So (according to the concept art book) as the Fellowship travels deeper into Middle Earth, the places they pass through become inspired by progressively older periods of history. The farther along you are in the story, the more ancient the design influences
We begin in The Shire: which feels so familiar because, with its tea-kettles and cozy fireplaces, it’s inspired by the relatively recent era of rural England in the 1800s
But when we leave Hobbiton, we also leave that familiar 1800s-England aesthetic behind and start going farther back in time.
Bree is based on late 1600s English architecture
Rohan is even farther back, based on old anglo-saxon era architecture (400s-700s? ce)
Gondor is way back, and no longer the familiar English or Anglo-Saxon: its design comes from classical Greek and Roman architecture
And far far FAR back is Mordor. It’s a land of tents and huts: prehistoric, primitive, primeval. Cavemen times
And the heart of Mordor is a barren lifeless hellscape of volcanic rock…like a relic from the ages when the world was still being formed, and life didn’t yet exist
And then they finally reach Mount Doom, which one artist described as
“where the ring was made, which represents, in a sense, the moment of creation itself”

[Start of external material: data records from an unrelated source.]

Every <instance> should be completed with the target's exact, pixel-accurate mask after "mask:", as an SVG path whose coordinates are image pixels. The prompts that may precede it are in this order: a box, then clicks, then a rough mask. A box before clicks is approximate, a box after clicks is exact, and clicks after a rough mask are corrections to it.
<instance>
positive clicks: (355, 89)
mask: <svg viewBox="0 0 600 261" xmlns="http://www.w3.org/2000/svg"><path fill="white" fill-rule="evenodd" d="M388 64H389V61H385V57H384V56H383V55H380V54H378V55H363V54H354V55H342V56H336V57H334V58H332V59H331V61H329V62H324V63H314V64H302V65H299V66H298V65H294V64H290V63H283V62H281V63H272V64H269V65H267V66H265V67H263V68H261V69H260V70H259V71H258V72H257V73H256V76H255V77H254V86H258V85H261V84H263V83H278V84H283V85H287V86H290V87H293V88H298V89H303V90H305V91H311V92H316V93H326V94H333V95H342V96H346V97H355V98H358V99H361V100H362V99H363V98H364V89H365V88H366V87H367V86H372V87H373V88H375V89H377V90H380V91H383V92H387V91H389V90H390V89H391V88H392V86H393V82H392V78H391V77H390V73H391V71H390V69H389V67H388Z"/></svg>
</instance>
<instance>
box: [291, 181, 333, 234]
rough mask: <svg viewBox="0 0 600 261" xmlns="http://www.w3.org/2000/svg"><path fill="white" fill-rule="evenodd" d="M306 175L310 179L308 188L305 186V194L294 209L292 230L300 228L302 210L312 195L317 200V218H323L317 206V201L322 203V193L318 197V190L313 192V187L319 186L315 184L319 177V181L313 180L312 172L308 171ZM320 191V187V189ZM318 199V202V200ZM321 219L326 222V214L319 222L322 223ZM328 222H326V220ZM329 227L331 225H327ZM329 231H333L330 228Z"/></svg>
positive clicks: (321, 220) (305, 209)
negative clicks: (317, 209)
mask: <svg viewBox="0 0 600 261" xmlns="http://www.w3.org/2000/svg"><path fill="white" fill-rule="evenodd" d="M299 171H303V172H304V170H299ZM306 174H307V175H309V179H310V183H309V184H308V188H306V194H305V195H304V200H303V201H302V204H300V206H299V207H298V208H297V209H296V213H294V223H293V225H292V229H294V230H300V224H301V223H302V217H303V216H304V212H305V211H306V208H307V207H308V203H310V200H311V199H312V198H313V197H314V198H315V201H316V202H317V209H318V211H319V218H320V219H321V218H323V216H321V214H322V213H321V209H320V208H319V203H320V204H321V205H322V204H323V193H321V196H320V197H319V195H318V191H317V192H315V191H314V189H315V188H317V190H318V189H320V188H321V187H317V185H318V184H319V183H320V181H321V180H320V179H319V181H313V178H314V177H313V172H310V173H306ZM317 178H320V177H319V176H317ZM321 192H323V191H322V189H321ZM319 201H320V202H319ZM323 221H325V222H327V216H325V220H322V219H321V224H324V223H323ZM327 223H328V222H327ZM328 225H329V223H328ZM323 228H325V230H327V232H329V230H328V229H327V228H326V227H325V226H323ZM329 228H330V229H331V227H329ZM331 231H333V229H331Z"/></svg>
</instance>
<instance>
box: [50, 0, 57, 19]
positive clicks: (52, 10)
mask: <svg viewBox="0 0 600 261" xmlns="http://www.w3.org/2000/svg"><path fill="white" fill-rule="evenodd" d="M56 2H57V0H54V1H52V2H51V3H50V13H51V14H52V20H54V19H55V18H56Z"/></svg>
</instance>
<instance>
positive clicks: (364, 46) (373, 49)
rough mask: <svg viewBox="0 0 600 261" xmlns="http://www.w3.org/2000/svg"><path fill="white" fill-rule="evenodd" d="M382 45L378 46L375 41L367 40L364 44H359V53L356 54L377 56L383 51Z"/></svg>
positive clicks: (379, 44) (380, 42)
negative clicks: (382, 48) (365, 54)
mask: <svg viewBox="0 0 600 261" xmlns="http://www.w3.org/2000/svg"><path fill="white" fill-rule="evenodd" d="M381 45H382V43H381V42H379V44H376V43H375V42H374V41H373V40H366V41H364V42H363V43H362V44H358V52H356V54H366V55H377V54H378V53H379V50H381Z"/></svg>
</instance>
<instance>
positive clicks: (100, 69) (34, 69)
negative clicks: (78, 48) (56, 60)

Tolkien was always very precise with the symbolism in his stories; he planned out everything from the seasons, to the levels of technology, to the terrain and geology encountered along the journey in LotR.
The visual timeline in the films mirrors both the in-universe chronology of Arda, as well as the “felt” chronology of the stories– with the hobbits representing the modern everyman journeying back through more “heroic” ages, encountering relics from a distantly-remembered past. I think Tolkien would have appreciated that the concept artists took such care with this effect (whatever his other quibbles may have been in terms of direction).